In WP_Application_Passwords::create_new_application_password()
the variable $hashed_password
will need to be modified to use wp_hash_password()
In wp_authenticate_application_password()
the password check will need to be modified to use wp_check_password()
With those changes, it should be possible to remove the methods introduced in WP 6.8 from WP_Application_Passwords
This ticket was mentioned in PR #8626 on WordPress/wordpress-develop by @debarghyabanerjee.
3 months ago
#7
Trac Ticket: Core-63203
- Modifies
WP_Application_Passwords::create_new_application_password()
to usewp_has_password
- Modifies the
wp_authenticate_application_password()
password check to use wp_check_password()
@debarghyabanerjee commented on PR #8626:
3 months ago
#8
Hi @peterwilsoncc, can you please have a look into this PR. Thanks.
@debarghyabanerjee commented on PR #8624:
3 months ago
#9
Closing this and have raised a new PR with the suggested change:
PR#8626
@debarghyabanerjee commented on PR #8624:
3 months ago
#10
Closing this and have raised a new PR with the suggested change:
PR#8626
#12
follow-up:
↓ 15
@
3 months ago
- Owner set to johnbillion
- Status changed from new to accepted
I think there's some confusion in the pull requests between passwords hashed with bcrypt and passwords hashed with BLAKE2b. Application passwords use the latter via wp_fast_hash()
and should not be switched to hashing with wp_hash_password()
. This report from @snicco has identified that existing passwords hashed prior to 6.8 with a custom implementation of the pluggable wp_hash_password()
need to be checked with that function for backwards compatibility, but new ones must not be hashed with it.
This needs additional test coverage because the existing tests should have failed with the proposed changes in the PRs.
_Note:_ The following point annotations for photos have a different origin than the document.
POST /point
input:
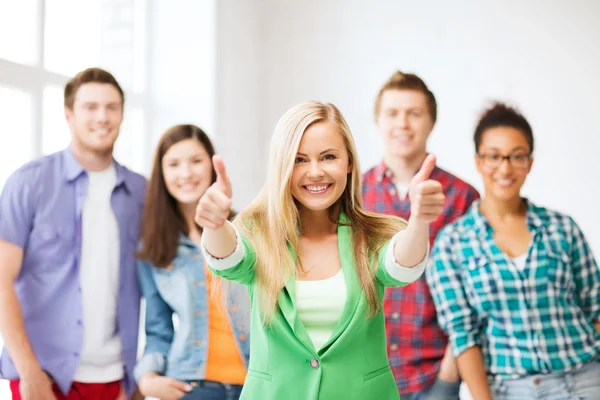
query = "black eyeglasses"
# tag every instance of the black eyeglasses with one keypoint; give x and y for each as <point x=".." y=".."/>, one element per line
<point x="492" y="160"/>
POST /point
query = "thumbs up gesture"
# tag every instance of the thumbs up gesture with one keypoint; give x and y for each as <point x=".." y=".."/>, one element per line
<point x="214" y="206"/>
<point x="426" y="195"/>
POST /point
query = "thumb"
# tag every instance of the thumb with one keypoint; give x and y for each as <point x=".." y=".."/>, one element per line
<point x="426" y="169"/>
<point x="183" y="386"/>
<point x="222" y="177"/>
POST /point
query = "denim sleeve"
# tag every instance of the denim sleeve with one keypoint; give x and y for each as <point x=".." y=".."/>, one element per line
<point x="17" y="207"/>
<point x="159" y="325"/>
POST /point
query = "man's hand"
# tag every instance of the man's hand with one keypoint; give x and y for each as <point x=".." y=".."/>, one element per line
<point x="163" y="387"/>
<point x="36" y="386"/>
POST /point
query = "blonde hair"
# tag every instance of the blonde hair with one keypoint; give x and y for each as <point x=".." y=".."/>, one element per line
<point x="272" y="221"/>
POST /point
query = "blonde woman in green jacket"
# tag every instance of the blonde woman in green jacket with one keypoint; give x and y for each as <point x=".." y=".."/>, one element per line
<point x="315" y="263"/>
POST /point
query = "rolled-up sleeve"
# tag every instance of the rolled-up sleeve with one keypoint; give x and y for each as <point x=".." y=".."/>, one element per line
<point x="17" y="206"/>
<point x="239" y="265"/>
<point x="394" y="274"/>
<point x="455" y="315"/>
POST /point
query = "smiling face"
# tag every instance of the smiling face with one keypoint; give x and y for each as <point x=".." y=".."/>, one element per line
<point x="405" y="123"/>
<point x="187" y="171"/>
<point x="503" y="181"/>
<point x="321" y="168"/>
<point x="95" y="118"/>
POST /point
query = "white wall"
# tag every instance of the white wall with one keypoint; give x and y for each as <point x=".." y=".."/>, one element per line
<point x="542" y="56"/>
<point x="239" y="97"/>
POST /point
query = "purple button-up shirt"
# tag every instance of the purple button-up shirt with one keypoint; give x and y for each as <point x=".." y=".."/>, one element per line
<point x="40" y="211"/>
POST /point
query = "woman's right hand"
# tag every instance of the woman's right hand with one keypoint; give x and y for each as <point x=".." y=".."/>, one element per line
<point x="214" y="207"/>
<point x="162" y="387"/>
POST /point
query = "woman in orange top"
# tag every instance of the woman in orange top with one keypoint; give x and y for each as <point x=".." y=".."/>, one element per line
<point x="203" y="355"/>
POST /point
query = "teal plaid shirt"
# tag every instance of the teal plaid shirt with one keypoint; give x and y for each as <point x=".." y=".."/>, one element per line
<point x="530" y="320"/>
This ticket was mentioned in PR #8629 on WordPress/wordpress-develop by @johnbillion.
3 months ago
#13
- Keywords has-unit-tests added; needs-unit-tests removed
This ticket was mentioned in Slack in #core by desrosj. View the logs.
3 months ago
#15
in reply to:
↑ 12
@
3 months ago
Replying to johnbillion:
I think there's some confusion in the pull requests between passwords hashed with bcrypt and passwords hashed with BLAKE2b. Application passwords use the latter via
wp_fast_hash()
and should not be switched to hashing withwp_hash_password()
.
@johnbillion Are you able to provide a little more detail here. I find it counter-intuitive to use different hashing algorithms for different types of passwords.
I also know some systems use WordPress authentication for external systems--for example WordPress.org for SVN, trac, etc--so switching to a forked approach for password storage could be problematic for that use case.
Sorry if this was discussed elsewhere, the original PR and trac ticket are long so I couldn't find it when I took a look yesterday.
#16
@
3 months ago
Yeah it's covered in #21022 but that ticket might take all afternoon to read by now so the tl;dr can be found under the "Why switch to BLAKE2b for application passwords and security keys?" heading on this PR:
Switching from phpass to the cryptographically secure but fast BLAKE2b algorithm via Sodium is safe for application passwords and security keys which are randomly generated with sufficiently high entropy. Security keys and application passwords are all randomly generated with high entropy via
wp_generate_password()
from an alpha-numeric character set of size 62. BLAKE2b is highly resistant to preimage attacks (being able to reverse a hash to determine its input) while having a low computational cost.
This algorithm allows high-entropy passwords to be protected with a hashing algorithm that's much faster than bcrypt, which is just what we want for application passwords.
The sharing of password hashes between wordpress.org systems has been accounted for by Dion (note: this is a link to a private security channel).
#18
@
3 months ago
- Keywords dev-feedback added
- Resolution fixed deleted
- Status changed from closed to reopened
Re-opening to backport [60123] to 6.8.